Wielka gwiazda muzyki pop weszła do mainstreamu w roku 2008 wydając swój pierwszy studyjny album The Fame. Jej wyzywający styl ubioru oraz kreacja na niepokorną blondynkę sprawiła, że uplasowała się na szczyty list przebojów na całym świecie. Rozkwit jej kariery przyniósł rozszerzony album: The Fame Monster, po którym określiła się mianem Mamy Monster i stała się już międzynarodową ikoną. Jej kontrowersyjne oraz mocno elektroniczne utwory pozwoliły jej na wielokrotne szczyty na Billboard hot 100. Wraz z nadejściem drugiego albumu studyjnego: Born this Way, Gaga nieprzerwalnie zaskakiwała swoimi muzycznymi pomysłami. W 2013 roku Artpop ponownie zdobył szczyty za sprawą singla Applause. Lady Gaga postanowiła sobie jednak zrobić długą przerwę, w której przeszła wielką zmianę. Porzuciła swój wyzywający ubiór, włożyła żakiet, kapelusz i wydała sensualną Joanne.

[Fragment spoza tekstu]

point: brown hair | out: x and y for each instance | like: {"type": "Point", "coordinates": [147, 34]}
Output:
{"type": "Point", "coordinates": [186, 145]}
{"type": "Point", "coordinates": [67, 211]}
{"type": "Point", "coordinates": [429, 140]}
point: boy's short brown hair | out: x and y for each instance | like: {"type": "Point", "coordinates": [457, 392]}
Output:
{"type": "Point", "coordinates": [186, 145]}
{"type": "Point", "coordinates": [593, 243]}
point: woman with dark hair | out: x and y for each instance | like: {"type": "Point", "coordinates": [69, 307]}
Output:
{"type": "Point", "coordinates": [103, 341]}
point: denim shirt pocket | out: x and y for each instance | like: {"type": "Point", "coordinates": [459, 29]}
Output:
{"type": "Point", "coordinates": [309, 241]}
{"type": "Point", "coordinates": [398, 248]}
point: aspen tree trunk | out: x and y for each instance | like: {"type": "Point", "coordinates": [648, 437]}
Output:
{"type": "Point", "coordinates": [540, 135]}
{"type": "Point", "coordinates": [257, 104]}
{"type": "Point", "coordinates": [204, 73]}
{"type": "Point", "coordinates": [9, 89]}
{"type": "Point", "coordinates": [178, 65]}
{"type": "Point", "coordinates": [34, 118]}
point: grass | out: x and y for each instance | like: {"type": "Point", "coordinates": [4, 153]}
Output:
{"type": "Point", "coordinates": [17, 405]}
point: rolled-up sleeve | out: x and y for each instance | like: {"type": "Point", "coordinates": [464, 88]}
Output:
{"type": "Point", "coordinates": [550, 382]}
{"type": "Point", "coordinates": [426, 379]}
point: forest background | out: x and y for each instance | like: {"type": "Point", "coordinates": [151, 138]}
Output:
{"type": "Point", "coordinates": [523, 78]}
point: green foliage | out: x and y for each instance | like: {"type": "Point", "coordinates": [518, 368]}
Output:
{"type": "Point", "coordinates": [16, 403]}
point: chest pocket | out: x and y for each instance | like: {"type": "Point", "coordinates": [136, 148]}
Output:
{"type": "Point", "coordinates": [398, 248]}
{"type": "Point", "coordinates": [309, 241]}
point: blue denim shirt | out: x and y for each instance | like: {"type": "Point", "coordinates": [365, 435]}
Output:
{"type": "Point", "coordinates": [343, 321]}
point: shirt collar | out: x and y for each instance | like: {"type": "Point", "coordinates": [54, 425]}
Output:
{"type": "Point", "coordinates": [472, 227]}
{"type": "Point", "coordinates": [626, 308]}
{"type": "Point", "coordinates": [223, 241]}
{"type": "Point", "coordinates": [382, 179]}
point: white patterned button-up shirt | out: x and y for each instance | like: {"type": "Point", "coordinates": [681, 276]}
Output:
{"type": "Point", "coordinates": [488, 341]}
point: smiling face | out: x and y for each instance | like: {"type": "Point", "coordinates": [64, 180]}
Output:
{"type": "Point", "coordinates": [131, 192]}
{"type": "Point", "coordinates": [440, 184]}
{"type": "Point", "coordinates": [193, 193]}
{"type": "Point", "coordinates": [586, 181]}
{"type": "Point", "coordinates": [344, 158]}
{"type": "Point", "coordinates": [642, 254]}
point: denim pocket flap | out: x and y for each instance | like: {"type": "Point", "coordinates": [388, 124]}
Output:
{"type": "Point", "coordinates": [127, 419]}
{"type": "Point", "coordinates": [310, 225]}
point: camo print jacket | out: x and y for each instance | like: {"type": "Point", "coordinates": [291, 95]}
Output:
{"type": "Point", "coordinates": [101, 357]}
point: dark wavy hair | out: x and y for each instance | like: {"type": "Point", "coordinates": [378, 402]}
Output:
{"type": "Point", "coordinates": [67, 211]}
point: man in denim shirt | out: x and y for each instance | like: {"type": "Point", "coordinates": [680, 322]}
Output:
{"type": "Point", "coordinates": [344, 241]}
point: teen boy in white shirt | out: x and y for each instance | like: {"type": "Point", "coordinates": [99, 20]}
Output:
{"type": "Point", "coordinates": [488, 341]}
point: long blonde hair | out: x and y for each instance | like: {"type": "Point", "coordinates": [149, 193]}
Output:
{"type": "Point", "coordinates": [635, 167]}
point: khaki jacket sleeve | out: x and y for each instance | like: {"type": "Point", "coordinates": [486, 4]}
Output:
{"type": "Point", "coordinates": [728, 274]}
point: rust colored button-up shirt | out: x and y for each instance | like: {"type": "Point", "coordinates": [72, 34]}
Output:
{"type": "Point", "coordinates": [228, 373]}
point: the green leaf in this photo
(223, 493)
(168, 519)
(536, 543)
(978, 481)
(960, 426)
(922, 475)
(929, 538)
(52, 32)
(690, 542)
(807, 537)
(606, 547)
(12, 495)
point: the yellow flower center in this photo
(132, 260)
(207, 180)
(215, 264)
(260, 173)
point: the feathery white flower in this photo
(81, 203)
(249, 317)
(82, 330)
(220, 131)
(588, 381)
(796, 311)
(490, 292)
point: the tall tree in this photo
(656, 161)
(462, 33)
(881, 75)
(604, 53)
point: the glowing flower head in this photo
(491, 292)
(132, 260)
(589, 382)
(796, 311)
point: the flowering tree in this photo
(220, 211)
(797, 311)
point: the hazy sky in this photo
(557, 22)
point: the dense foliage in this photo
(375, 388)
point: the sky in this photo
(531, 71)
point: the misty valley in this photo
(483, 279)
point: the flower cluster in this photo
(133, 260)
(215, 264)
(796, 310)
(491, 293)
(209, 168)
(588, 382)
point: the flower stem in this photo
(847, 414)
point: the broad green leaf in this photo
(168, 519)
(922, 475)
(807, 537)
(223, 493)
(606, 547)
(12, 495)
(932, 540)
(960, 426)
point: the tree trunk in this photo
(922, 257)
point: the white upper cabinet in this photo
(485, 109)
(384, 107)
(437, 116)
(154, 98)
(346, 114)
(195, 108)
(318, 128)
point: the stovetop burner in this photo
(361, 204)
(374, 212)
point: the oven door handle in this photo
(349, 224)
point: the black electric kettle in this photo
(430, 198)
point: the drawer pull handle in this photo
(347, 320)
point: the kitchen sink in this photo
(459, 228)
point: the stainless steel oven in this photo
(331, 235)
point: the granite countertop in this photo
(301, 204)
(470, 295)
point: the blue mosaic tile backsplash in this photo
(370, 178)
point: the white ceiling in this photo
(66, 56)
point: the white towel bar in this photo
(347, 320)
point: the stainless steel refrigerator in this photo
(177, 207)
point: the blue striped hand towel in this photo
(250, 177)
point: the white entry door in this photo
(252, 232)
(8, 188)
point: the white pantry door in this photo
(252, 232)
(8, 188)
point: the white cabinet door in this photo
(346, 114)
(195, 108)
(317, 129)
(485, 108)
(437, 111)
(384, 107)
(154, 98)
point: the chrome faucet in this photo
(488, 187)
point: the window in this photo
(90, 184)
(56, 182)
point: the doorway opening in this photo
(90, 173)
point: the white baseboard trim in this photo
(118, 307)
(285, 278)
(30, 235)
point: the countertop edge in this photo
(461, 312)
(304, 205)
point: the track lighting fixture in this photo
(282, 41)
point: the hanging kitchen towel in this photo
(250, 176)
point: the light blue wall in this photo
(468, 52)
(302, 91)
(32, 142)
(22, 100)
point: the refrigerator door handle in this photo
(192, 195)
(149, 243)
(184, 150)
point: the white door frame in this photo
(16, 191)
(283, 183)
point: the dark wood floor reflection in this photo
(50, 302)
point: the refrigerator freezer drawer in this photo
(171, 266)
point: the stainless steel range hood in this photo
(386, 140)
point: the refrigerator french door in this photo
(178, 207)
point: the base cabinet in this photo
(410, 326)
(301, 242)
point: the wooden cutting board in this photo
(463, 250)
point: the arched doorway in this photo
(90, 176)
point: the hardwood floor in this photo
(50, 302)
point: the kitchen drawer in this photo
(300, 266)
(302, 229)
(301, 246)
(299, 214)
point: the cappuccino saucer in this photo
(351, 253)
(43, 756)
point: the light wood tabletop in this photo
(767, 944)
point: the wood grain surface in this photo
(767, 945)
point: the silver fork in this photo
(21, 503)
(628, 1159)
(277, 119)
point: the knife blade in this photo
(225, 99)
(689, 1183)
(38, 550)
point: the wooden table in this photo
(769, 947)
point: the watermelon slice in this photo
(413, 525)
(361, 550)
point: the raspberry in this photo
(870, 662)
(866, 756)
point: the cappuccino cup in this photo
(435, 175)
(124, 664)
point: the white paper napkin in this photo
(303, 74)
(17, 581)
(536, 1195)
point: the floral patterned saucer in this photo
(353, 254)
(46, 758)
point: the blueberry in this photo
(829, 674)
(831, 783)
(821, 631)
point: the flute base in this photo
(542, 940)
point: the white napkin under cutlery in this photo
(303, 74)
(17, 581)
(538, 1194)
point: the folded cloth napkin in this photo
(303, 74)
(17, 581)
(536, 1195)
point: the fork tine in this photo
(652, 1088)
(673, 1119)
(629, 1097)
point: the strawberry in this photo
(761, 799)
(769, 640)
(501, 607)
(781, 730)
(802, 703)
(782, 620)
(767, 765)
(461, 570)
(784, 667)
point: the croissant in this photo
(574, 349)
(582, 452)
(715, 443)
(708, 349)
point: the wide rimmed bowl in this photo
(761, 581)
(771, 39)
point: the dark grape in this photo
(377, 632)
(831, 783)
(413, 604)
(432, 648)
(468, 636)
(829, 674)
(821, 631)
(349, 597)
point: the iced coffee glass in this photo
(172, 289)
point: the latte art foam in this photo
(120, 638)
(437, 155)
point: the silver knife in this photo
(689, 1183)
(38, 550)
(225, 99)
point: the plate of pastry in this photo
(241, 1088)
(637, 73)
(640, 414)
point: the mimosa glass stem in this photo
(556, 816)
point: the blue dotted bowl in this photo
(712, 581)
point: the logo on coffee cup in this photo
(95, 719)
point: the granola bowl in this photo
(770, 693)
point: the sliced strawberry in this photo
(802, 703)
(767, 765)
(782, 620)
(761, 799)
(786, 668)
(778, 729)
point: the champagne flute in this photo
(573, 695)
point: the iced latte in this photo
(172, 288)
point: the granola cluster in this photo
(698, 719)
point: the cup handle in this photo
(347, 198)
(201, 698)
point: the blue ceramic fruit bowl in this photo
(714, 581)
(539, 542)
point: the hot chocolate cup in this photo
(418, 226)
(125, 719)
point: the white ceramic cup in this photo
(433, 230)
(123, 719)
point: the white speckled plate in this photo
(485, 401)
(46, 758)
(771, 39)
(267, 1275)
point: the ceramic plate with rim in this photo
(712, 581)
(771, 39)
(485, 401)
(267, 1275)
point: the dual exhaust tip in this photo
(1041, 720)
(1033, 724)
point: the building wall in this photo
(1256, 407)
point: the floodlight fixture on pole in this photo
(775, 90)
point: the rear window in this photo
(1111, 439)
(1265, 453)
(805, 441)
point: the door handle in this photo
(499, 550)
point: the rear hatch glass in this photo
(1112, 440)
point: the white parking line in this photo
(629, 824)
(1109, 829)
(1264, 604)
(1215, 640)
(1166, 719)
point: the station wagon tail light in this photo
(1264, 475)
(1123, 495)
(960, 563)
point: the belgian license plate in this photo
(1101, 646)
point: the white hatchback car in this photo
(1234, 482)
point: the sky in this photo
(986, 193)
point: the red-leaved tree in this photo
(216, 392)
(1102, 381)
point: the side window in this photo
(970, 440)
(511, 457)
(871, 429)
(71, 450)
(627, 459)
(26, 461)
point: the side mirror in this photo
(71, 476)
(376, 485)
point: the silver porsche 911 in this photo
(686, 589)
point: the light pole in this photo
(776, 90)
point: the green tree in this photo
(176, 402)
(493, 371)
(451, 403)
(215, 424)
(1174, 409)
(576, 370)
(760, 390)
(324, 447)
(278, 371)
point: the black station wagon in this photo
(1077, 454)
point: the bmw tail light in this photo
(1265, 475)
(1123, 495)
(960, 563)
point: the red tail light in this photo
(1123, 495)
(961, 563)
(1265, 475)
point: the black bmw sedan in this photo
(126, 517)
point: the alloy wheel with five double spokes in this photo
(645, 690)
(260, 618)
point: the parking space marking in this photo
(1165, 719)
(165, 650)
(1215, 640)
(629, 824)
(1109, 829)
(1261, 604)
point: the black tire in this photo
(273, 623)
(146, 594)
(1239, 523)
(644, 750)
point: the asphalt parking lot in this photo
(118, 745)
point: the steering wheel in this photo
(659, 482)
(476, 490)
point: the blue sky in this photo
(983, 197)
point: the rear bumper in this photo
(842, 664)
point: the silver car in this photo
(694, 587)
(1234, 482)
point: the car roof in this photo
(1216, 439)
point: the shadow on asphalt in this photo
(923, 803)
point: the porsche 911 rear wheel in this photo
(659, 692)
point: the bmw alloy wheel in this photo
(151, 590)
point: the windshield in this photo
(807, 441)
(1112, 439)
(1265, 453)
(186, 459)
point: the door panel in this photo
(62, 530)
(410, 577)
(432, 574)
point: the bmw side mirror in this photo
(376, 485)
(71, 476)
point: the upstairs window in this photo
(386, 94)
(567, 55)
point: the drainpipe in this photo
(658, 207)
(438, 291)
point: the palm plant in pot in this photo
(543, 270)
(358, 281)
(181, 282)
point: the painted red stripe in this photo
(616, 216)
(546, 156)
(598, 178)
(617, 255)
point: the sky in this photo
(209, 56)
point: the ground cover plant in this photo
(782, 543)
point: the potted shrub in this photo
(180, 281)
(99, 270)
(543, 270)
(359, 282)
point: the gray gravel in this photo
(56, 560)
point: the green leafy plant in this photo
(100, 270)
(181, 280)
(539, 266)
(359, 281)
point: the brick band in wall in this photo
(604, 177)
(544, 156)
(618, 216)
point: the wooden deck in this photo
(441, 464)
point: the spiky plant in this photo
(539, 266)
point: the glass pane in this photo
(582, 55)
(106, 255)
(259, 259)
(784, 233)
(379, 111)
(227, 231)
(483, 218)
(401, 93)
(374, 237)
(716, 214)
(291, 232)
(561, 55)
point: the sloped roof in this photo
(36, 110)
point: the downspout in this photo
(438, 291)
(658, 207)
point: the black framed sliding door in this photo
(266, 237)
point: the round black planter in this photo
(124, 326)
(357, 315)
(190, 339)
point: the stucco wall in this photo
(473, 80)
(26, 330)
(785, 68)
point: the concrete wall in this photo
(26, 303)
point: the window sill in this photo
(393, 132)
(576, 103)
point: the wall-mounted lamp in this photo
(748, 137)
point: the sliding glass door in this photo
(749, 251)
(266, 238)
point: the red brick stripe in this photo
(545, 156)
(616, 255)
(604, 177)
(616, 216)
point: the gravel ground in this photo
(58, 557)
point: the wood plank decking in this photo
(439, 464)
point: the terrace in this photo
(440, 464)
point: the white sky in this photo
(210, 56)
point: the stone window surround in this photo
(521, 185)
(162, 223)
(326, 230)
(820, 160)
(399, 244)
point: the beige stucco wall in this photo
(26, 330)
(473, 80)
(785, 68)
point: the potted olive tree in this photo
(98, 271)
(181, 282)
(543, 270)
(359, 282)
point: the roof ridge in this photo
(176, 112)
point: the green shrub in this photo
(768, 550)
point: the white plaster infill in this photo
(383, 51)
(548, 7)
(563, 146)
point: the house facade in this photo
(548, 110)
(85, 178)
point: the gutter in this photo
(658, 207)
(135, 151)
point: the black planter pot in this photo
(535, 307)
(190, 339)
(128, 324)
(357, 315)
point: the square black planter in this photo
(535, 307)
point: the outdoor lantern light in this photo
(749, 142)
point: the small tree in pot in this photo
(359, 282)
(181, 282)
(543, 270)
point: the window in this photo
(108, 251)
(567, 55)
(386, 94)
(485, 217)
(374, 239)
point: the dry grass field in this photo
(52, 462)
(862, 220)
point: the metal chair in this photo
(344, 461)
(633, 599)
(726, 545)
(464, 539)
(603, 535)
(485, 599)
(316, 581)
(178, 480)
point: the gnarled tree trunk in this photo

Chromatica to muzyczny majstersztyk. Jest jej szóstym studyjnym albumem i po raz pierwszy od wielu lat miałem dreszcze, gdy jej słuchałem. Zdecydowanie lato 2020 będzie należeć do różowowłosej damy w cybernetycznym kombinezonie. Każdy utwór znajdujący się na nowym krążku jest rytmiczny z przeważającym stylem zwanym dance. Żaden poprzedni album artystki nie dawał tak dużej dawki klubowych brzmień. Cały album promował singiel Stupid Love, w którym gwiazda wyznaje, że wszystko to czego chce to miłość. Niewątpliwie, radosne utwory oraz dziewczęcy wygląd Gagi był wynikiem jej zwycięstwa nad hejtem, chorobą i depresją. 

Ogromnym zaskoczeniem byli artyści, których Lady Gaga zaprosiła do współpracy. Utwór Rain on Me powstał z udziałem artystki młodego pokolenia – Ariany Grande. Piosenka jest bardzo przyjemna dla ucha a skoczny bit zachęca do tańczenia i po prostu cieszenia się życiem pomimo przeszkód. Na szczególną uwagę zasługuje  piosenka Sour Candy, w której wystąpił koreański girlsband BLACKPINK. Większość fanów od początku zakładało, że będzie to k-popowy utwór, którego popularność nie osiągnie takiego samego sukcesu jak poprzednie hity artystki. 

Zdecydowanie, album jest dziełem sztuki i spójna historią. Występują trzy repryzy pt. Chromatica I, II i III, które są symfonicznymi przerywnikami pomiędzy utworami. Słuchając go można dowiedzieć się wiele o nowej twarzy artystki, która wróciła do korzeni czasów The Fame Monster, lecz zrobiła to w najbardziej oryginalnym stylu.